Calcium-dependent NOX5 nicotinamide adenine dinucleotide phosphate oxidase contributes to vascular oxidative stress in human coronary artery disease

Abstract

Objectives: This study sought to examine the expression and activity of the calcium-dependent nicotinamide adenine dinucleotide phosphate (NADPH) oxidase (NOX) in human atherosclerotic coronary arteries.

Background: The NOX-based NADPH oxidases are major sources of reactive oxygen species (ROS) in human vessels. Several NOX homologues have been identified, but their relative contribution to vascular ROS production in coronary artery disease (CAD) is unclear; NOX5 is a unique homolog in that it is calcium dependent and thus could be activated by vasoconstrictor hormones. Its presence has not yet been studied in human vessels.

Methods: Coronary arteries from patients undergoing cardiac transplantation with CAD or without CAD were studied; NOX5 was quantified and visualized using Western blotting, immunofluorescence, and quantitative real-time polymerase chain reaction. Calcium-dependent NADPH oxidase activity, corresponding greatly to NOX5 activity, was measured by electron paramagnetic resonance.

Results: Both Western blotting and quantitative real-time polymerase chain reaction indicated a marked increase in NOX5 protein and messenger ribonucleic acid (mRNA) in CAD versus non-CAD vessels. Calcium-dependent NADPH-driven production of ROS in vascular membranes, reflecting NOX5 activity, was increased 7-fold in CAD and correlated significantly with NOX5 mRNA levels among subjects. Immunofluorescence showed that NOX5 was expressed in the endothelium in the early lesions and in vascular smooth muscle cells in the advanced coronary lesions.

Conclusions: These studies identify NOX5 as a novel, calcium-dependent source of ROS in atherosclerosis.

Figure 1. Contribution of Nox5 to calcium-dependent NADPH oxidase activity in human endothelial cells

Panel A. Example ESR spectra of nitroxide adduct formation by membranes prepared from human aortic endothelial cells (HAEC) in Ca⁺⁺ free media and in the presence of 1 mM Ca⁺⁺ (left) and the effects of small interfering RNA (siRNA) against Nox5 on calcium dependent signal (right). Panel B. Effects of siRNA Nox5 on Nox5 protein in HAECs; n=4 experiments; Panel C. Average Ca++ dependent (top) and Ca⁺⁺ independent (bottom) NADPH oxidase activity in the presence of control siRNA (black bars) and Nox5 siRNA (open bars); n=4; values are presented as mean +/−SEM; *-p<0.01 vs control siRNA.

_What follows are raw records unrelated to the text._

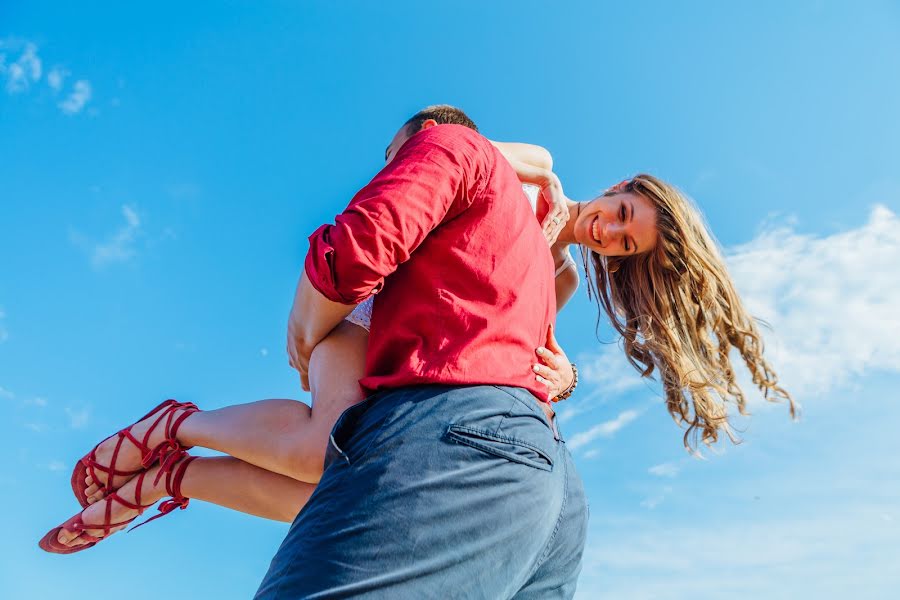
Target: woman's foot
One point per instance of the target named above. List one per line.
(119, 509)
(119, 458)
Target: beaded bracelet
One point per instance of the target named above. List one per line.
(569, 390)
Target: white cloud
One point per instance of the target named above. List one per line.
(655, 500)
(605, 429)
(814, 556)
(77, 98)
(665, 470)
(609, 371)
(831, 301)
(24, 71)
(79, 417)
(118, 247)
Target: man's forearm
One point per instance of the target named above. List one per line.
(312, 318)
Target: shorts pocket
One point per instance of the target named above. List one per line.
(512, 449)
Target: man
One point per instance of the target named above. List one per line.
(448, 480)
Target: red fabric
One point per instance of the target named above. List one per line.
(446, 238)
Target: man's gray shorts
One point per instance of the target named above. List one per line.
(438, 492)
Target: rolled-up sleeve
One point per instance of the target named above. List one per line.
(433, 178)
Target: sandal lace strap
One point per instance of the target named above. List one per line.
(173, 487)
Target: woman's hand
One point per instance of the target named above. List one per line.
(557, 208)
(554, 369)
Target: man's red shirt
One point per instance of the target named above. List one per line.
(463, 275)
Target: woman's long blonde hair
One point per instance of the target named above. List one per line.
(678, 313)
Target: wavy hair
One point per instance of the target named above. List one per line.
(678, 313)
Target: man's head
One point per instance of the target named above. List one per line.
(439, 114)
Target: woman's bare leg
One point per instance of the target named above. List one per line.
(286, 436)
(240, 486)
(222, 480)
(282, 436)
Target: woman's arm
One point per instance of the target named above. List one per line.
(533, 164)
(566, 284)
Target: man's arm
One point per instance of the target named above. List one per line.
(312, 318)
(534, 164)
(434, 175)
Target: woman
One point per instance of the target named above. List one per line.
(658, 277)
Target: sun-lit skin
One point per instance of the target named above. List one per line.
(622, 224)
(619, 225)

Figure 2. Calcium dependent NADPH oxidase activity and Nox5 expression in coronary artery disease

Panel A. Calcium independent (left; panel A) and calcium dependent (right; panel A) NADPH oxidase activity in human coronary arteries in relation to the presence of coronary artery disease (CAD). NADPH oxidase activity was measured by ESR as described in methods in membranes isolated from coronary arteries of subjects with (n=8) and without (n=8) CAD. Panel B. Nox5 mRNA expression in coronary arteries from patients with (n=13) and without (n=11) CAD. TaqMan real time PCR analysis was performed using commercially available Gene expression assays. Panel C. Relationship between Ca++ dependent NADPH oxidase activity and Nox5 mRNA expression in studied coronary arteries. Data were expressed as mean+/−SEM. *-p<0.05 vs non CAD; **-p<0.01 vs non CAD.

Figure 3. Nox5 expression in human coronary arteries in relation to coronary artery disease

Example Western blots (Panel A.) average data showing Nox5 protein expression in non-CAD (n=7) and CAD (n=7) coronary arteries (Panel B). Lysates of DU 145 prostate cancer cells were used as positive control. Bars represent mean+/− SEM. *-p<0.01.

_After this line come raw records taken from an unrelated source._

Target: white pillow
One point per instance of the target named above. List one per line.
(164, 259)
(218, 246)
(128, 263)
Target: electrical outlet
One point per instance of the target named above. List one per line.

Figure 4. Nox5 localization in human coronary artery disease at different stages of atherosclerosis

Immunofluorecent localization of Nox5 in human coronary arteries. Nox5 (red) was studied in control, non CAD coronary arteries (panel A); in coronary artery segments from CAD patient showing no atherosclerosis (panels B and C), in coronary artery segments showing neointimal hyperplasia (panel D) and in coronary artery segment with severe complex lesion (panel E). Panel C presents a magnification of panel B showing presence of Nox5 in endothelium (double staining; arrows). Green staining represents endothelial cell marker CD31 in panels A–D and smooth muscle cell alpha actin in panel E. Micrographs show representative staining of at least 5 independent experiments.